Based on these data, it would now be concluded that dexamethasone (phosphate) was a better choice than methylprednisolone when normalized for anti-inflammatory equivalent factors. If methylprednisolone is a worse choice than Dex-P, then I have little enthusiasm for it's use intratympanically . Methylprednisolone is therefore a clinical therapy with almost no basic science to back it up. Whether methylprednisolone proves to be a placebo therapy or not, time will tell.
Our current understanding of local inner ear drug therapy is primitive. Very primitive.
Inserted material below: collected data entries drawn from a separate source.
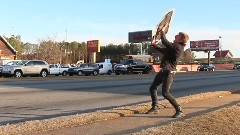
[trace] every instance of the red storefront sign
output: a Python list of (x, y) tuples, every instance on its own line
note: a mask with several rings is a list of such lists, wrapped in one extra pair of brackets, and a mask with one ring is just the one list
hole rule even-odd
[(87, 52), (100, 52), (99, 40), (87, 41)]

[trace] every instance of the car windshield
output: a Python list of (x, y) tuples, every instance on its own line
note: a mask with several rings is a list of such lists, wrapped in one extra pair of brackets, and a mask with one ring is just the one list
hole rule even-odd
[(7, 64), (5, 65), (16, 65), (19, 61), (9, 61)]
[(79, 65), (77, 65), (77, 67), (84, 67), (84, 65), (86, 65), (86, 64), (79, 64)]
[(24, 65), (24, 64), (26, 64), (27, 62), (28, 62), (27, 60), (22, 60), (22, 61), (16, 63), (16, 65)]
[(208, 66), (208, 64), (200, 64), (199, 67), (205, 67)]
[(213, 64), (203, 63), (199, 67), (214, 67), (214, 65)]
[(123, 65), (127, 65), (127, 64), (133, 63), (133, 61), (132, 60), (121, 60), (120, 63)]
[(70, 66), (68, 64), (61, 64), (61, 68), (69, 68)]
[(98, 64), (89, 64), (90, 67), (98, 67)]
[(235, 66), (239, 66), (240, 64), (235, 64)]

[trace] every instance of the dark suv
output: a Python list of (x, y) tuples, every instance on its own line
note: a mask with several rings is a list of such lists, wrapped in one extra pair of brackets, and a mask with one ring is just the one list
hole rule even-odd
[(116, 75), (131, 73), (149, 74), (152, 69), (152, 65), (146, 64), (142, 60), (137, 59), (124, 59), (121, 60), (120, 64), (114, 66), (114, 72)]
[(213, 64), (201, 64), (197, 68), (198, 71), (215, 71), (215, 66)]
[(95, 63), (84, 63), (84, 64), (80, 64), (76, 67), (71, 67), (68, 69), (68, 74), (69, 76), (73, 76), (73, 75), (98, 75), (99, 74), (99, 65), (95, 64)]
[(240, 63), (235, 63), (233, 66), (233, 70), (240, 69)]

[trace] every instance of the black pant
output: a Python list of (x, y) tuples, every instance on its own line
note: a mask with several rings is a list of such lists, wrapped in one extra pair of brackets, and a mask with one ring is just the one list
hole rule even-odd
[(158, 74), (155, 76), (153, 83), (149, 89), (152, 98), (152, 107), (156, 107), (158, 105), (157, 90), (159, 86), (162, 85), (163, 97), (167, 99), (176, 110), (178, 110), (180, 105), (170, 93), (170, 87), (173, 83), (174, 76), (175, 73), (171, 73), (171, 71), (169, 70), (159, 71)]

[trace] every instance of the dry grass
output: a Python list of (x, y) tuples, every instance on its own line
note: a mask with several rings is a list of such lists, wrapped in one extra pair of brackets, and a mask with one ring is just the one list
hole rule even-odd
[[(189, 102), (206, 100), (206, 99), (210, 99), (210, 98), (216, 98), (216, 97), (227, 95), (227, 94), (231, 94), (231, 92), (229, 92), (229, 91), (208, 92), (208, 93), (202, 93), (202, 94), (196, 94), (196, 95), (190, 95), (187, 97), (178, 98), (177, 100), (180, 104), (186, 104)], [(169, 104), (169, 102), (166, 100), (162, 101), (161, 103), (162, 104), (160, 107), (162, 107), (162, 108), (171, 106)], [(31, 133), (41, 132), (41, 131), (64, 128), (64, 127), (89, 124), (89, 123), (96, 122), (96, 121), (116, 119), (116, 118), (119, 118), (122, 116), (130, 116), (130, 115), (133, 115), (134, 113), (146, 112), (151, 107), (150, 104), (151, 103), (145, 103), (145, 104), (139, 104), (139, 105), (135, 105), (135, 106), (125, 106), (125, 107), (114, 108), (112, 110), (103, 110), (103, 111), (97, 111), (97, 112), (92, 112), (92, 113), (84, 113), (84, 114), (76, 114), (76, 115), (71, 115), (71, 116), (57, 117), (57, 118), (46, 119), (46, 120), (33, 120), (33, 121), (26, 121), (26, 122), (17, 123), (17, 124), (3, 125), (3, 126), (0, 126), (0, 135), (31, 134)], [(230, 111), (229, 114), (222, 113), (222, 112), (220, 114), (216, 113), (214, 115), (215, 120), (219, 120), (219, 119), (216, 119), (216, 117), (219, 116), (219, 117), (222, 117), (221, 119), (223, 121), (227, 120), (228, 122), (231, 122), (231, 123), (234, 122), (234, 126), (236, 126), (236, 127), (238, 126), (238, 128), (239, 128), (239, 122), (234, 121), (234, 116), (236, 116), (235, 113), (240, 112), (239, 106), (234, 106), (233, 109), (232, 108), (230, 108), (230, 109), (232, 111)], [(223, 109), (223, 111), (225, 111), (225, 110), (226, 109)], [(233, 110), (238, 110), (238, 111), (235, 112)], [(228, 119), (227, 119), (227, 117), (225, 118), (224, 117), (225, 115), (223, 115), (223, 114), (231, 115), (232, 119), (230, 116), (229, 116), (230, 118), (228, 118)], [(197, 119), (201, 120), (203, 118), (199, 117)], [(210, 127), (208, 127), (208, 124), (206, 124), (207, 119), (205, 120), (205, 122), (199, 121), (199, 120), (195, 121), (195, 124), (196, 125), (201, 125), (201, 123), (202, 123), (202, 125), (205, 124), (206, 126), (203, 127), (203, 129), (201, 129), (201, 130), (205, 129), (207, 131), (207, 129), (210, 128)], [(214, 120), (214, 119), (212, 119), (212, 120)], [(239, 116), (238, 116), (238, 120), (239, 120)], [(201, 123), (198, 123), (198, 121)], [(211, 122), (210, 119), (207, 121)], [(209, 126), (213, 125), (212, 124), (213, 122), (214, 121), (212, 121), (211, 124), (209, 124)], [(177, 131), (179, 131), (179, 132), (177, 132), (177, 134), (178, 134), (178, 133), (185, 132), (185, 129), (190, 130), (190, 128), (188, 126), (191, 127), (192, 124), (193, 123), (191, 121), (188, 121), (186, 123), (180, 123), (180, 125), (175, 125), (173, 123), (173, 124), (169, 125), (168, 127), (163, 126), (161, 128), (167, 129), (168, 134), (169, 133), (172, 134), (172, 133), (174, 133), (175, 130), (177, 130)], [(226, 125), (228, 125), (228, 124), (226, 124)], [(191, 128), (193, 128), (193, 127), (191, 127)], [(199, 130), (199, 129), (196, 127), (196, 129), (194, 129), (194, 130)], [(151, 130), (151, 133), (155, 134), (154, 131), (155, 131), (154, 129)], [(158, 129), (157, 129), (157, 131), (158, 131)], [(205, 133), (205, 132), (203, 132), (203, 133)], [(191, 134), (195, 134), (195, 133), (191, 133)]]
[(240, 104), (131, 135), (239, 135)]

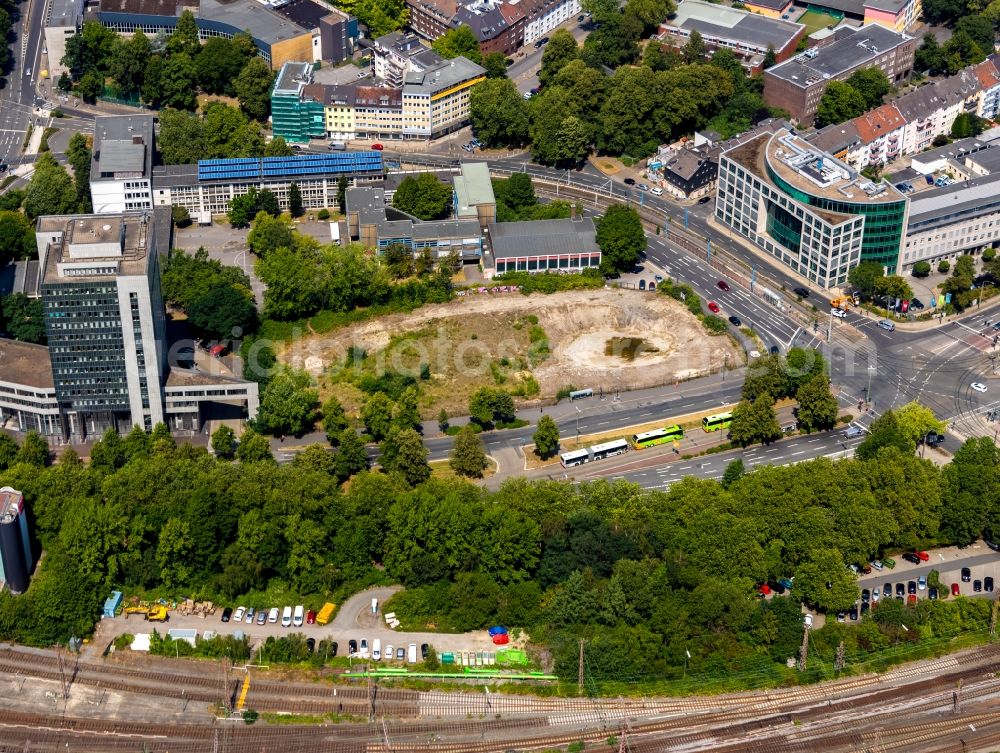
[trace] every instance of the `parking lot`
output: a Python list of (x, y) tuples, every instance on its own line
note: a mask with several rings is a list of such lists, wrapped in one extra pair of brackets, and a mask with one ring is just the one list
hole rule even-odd
[[(432, 633), (432, 632), (405, 632), (393, 630), (386, 625), (385, 615), (382, 610), (383, 603), (388, 600), (393, 593), (399, 590), (398, 586), (371, 588), (366, 591), (354, 594), (342, 605), (328, 625), (307, 625), (301, 627), (282, 627), (280, 612), (285, 605), (278, 606), (279, 619), (276, 623), (267, 622), (258, 625), (256, 622), (249, 624), (246, 622), (222, 622), (222, 610), (224, 607), (232, 607), (235, 611), (239, 604), (220, 604), (214, 615), (199, 617), (196, 615), (181, 615), (177, 612), (170, 613), (170, 619), (166, 623), (150, 623), (143, 621), (141, 616), (133, 615), (126, 618), (124, 616), (114, 619), (104, 619), (98, 623), (92, 645), (98, 651), (111, 643), (115, 637), (123, 633), (149, 633), (155, 628), (161, 634), (171, 629), (195, 629), (199, 635), (206, 630), (213, 630), (220, 635), (232, 635), (242, 632), (246, 635), (251, 646), (263, 643), (269, 636), (281, 637), (292, 633), (315, 638), (317, 642), (331, 639), (338, 644), (338, 656), (347, 656), (348, 643), (351, 640), (367, 640), (369, 648), (374, 644), (375, 639), (382, 642), (383, 651), (392, 645), (396, 648), (407, 647), (410, 643), (416, 643), (419, 647), (423, 643), (433, 646), (438, 653), (445, 651), (486, 651), (496, 650), (489, 634), (485, 630), (477, 630), (470, 633)], [(372, 613), (371, 600), (378, 600), (378, 612)], [(320, 604), (309, 605), (308, 608), (319, 610)], [(369, 652), (370, 653), (370, 652)]]

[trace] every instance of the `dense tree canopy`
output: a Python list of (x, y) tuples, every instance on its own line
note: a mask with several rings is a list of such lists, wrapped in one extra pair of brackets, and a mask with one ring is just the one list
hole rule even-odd
[(451, 210), (451, 186), (433, 173), (407, 176), (392, 195), (392, 205), (421, 220), (439, 220)]
[(479, 49), (476, 35), (466, 24), (449, 29), (435, 39), (431, 47), (445, 60), (461, 55), (476, 64), (483, 62), (483, 52)]

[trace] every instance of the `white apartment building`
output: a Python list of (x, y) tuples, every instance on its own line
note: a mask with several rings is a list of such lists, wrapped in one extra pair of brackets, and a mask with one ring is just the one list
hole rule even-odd
[(153, 117), (109, 115), (94, 126), (90, 196), (97, 214), (152, 209)]
[(524, 43), (530, 44), (550, 31), (553, 31), (563, 21), (568, 21), (581, 12), (580, 0), (520, 0), (519, 5), (525, 11), (527, 22), (524, 25)]

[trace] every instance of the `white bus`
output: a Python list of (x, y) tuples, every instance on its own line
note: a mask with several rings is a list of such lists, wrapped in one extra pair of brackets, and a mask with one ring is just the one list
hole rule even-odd
[(628, 452), (628, 442), (624, 439), (615, 439), (603, 444), (595, 444), (590, 448), (590, 454), (594, 460), (610, 458), (612, 455), (624, 455)]
[(340, 223), (331, 222), (330, 223), (330, 240), (340, 245)]
[(583, 450), (573, 450), (572, 452), (564, 452), (559, 456), (562, 461), (563, 468), (570, 468), (574, 465), (581, 465), (590, 461), (590, 451), (587, 449)]
[(593, 397), (593, 396), (594, 396), (594, 391), (589, 387), (585, 390), (573, 390), (571, 393), (569, 393), (570, 400), (579, 400), (580, 398)]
Although I am optimistic that some therapies will eventually become our mainstay procedures, we are far from that point. We have gentamicin therapy, which is effective, but is not being used clinically because it might cause hearing loss, when it probably doesn't. We have Dex-P therapy which has horrible kinetics for the cochlea and for auditory disorders is probably a placebo therapy. The more promising use of a gel-based dexamethasone suspension which provided long exposure times to the drug, which was backed by solid scientific studies, has been abandoned and locked away. And methylprednisolone is essentially a faith-based therapy.
We must be able to do better than this.
Alexander TH, Harris JP, Nguyen QT, Vorasubin N. Dose Effect of Intratympanic Dexamethasone for Idiopathic Sudden Sensorineural Hearing Loss: 24 mg/mL Is Superior to 10 mg/mL. Otol Neurotol. 2015 Sep;36(8):1321-7
Hirsch, BE, Kamerer DB. Intratympanic therapy for Meniere’s disease. Am. J Otol. 1997; 18:44-51.
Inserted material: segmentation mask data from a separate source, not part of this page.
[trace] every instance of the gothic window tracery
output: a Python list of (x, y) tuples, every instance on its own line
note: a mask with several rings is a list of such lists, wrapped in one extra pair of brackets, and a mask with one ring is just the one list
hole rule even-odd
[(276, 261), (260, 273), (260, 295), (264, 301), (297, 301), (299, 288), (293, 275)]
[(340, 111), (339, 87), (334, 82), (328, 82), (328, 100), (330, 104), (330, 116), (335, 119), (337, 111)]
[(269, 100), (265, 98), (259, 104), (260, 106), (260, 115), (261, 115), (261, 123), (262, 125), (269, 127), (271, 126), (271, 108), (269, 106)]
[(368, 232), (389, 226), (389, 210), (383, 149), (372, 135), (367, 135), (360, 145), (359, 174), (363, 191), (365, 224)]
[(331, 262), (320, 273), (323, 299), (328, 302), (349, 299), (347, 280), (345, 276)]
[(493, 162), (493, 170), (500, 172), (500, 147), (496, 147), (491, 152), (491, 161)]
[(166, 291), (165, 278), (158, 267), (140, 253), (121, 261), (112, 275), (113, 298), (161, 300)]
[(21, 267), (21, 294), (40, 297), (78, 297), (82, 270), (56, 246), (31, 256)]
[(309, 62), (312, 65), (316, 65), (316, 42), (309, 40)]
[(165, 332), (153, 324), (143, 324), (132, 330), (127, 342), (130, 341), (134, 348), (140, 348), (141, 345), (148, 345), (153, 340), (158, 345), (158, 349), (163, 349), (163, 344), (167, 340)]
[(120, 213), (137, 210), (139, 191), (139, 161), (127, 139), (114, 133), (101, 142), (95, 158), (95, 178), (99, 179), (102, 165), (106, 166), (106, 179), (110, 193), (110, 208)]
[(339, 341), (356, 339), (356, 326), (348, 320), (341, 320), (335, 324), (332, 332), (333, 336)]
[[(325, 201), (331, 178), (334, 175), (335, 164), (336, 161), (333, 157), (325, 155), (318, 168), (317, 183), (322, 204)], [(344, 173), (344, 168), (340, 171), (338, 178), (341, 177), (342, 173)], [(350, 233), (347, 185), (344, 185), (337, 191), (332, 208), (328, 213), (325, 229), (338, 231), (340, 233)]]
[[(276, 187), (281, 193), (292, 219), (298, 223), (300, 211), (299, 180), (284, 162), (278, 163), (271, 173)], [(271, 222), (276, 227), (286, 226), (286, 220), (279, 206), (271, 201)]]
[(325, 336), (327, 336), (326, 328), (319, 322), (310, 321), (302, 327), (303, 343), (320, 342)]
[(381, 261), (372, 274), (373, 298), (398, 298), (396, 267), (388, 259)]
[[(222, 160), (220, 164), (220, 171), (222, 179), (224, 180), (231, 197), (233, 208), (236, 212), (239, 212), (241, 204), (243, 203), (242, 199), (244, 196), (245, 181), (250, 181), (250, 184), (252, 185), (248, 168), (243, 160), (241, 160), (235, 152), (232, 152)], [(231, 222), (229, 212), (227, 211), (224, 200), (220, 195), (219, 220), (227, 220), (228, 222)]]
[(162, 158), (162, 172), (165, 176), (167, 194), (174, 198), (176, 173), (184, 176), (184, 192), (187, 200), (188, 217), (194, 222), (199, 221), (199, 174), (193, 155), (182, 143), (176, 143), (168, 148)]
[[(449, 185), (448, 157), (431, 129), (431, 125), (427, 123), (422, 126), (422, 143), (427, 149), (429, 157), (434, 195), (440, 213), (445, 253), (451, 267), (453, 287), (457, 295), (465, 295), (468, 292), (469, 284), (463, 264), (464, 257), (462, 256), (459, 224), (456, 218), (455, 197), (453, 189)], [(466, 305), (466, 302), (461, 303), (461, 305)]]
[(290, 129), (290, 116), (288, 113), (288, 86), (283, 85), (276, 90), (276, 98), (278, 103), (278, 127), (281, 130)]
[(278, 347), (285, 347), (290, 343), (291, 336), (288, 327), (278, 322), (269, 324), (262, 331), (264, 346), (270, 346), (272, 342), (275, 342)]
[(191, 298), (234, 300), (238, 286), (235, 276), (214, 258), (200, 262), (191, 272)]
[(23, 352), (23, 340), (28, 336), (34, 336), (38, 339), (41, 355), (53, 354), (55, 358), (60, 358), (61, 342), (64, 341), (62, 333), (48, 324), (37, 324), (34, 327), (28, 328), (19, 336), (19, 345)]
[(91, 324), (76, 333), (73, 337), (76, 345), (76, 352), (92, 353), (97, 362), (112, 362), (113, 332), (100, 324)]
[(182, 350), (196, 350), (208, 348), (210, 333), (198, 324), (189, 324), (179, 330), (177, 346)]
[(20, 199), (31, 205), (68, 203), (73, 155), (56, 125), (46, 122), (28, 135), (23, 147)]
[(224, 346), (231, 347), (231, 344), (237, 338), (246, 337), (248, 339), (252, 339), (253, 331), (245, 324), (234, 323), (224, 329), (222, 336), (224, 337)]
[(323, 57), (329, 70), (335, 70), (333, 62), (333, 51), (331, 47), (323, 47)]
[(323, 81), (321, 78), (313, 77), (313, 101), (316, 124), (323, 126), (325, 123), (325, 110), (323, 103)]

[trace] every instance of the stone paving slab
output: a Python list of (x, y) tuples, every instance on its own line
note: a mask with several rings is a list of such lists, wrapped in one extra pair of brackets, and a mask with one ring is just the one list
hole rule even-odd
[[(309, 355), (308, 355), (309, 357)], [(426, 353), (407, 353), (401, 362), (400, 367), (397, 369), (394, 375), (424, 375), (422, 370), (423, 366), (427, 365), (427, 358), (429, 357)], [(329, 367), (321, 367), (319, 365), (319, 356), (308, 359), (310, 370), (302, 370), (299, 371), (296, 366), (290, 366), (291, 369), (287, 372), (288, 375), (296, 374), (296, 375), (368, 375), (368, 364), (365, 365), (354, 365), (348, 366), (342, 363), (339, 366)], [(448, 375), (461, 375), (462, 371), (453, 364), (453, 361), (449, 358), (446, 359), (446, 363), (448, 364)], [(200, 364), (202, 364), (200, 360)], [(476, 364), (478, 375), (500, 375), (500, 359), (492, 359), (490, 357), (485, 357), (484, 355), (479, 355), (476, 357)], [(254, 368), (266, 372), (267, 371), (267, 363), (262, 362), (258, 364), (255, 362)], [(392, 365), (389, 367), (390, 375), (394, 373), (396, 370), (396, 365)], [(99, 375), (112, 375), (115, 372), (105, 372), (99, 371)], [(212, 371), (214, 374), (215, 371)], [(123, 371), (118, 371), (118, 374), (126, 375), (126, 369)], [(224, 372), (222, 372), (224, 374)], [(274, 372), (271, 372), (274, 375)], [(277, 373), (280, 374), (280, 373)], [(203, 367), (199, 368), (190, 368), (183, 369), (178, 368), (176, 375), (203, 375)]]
Lange G. Transtympanic treatment of Meniere’s disease with gentamicin sulfate. In: Meniere’s Disease: Pathogenesis, Diagnosis and Treatment. Stuttgart:Thieme, 1981:208–11.
Minor LB. Intratympanic gentamicin for control of vertigo in Meniere’s disease. Am J Otol. 1999; 20:209-212.
Pearson BW, Brackmann DE. Committee on Hearing and Equilibrium guidelines for reporting treatment results in Meniere’s disease. Otolaryngol Head Neck Surg. 1985;93(5):579-581.
Salt AN, Hartsock JJ, Gill RM, King E, Kraus FB, Plontke SK. Perilymph pharmacokinetics of locally-applied gentamicin in the guinea pig. Hear Res. 2016 342:101-111.
Schoendorf J, Neugebauer P, Michel O. Continuous intratympanic infusion of gentamicin via a microcatheter in Meniere’s disease. Otolaryngol Head Neck Surg 2001;124:203–207.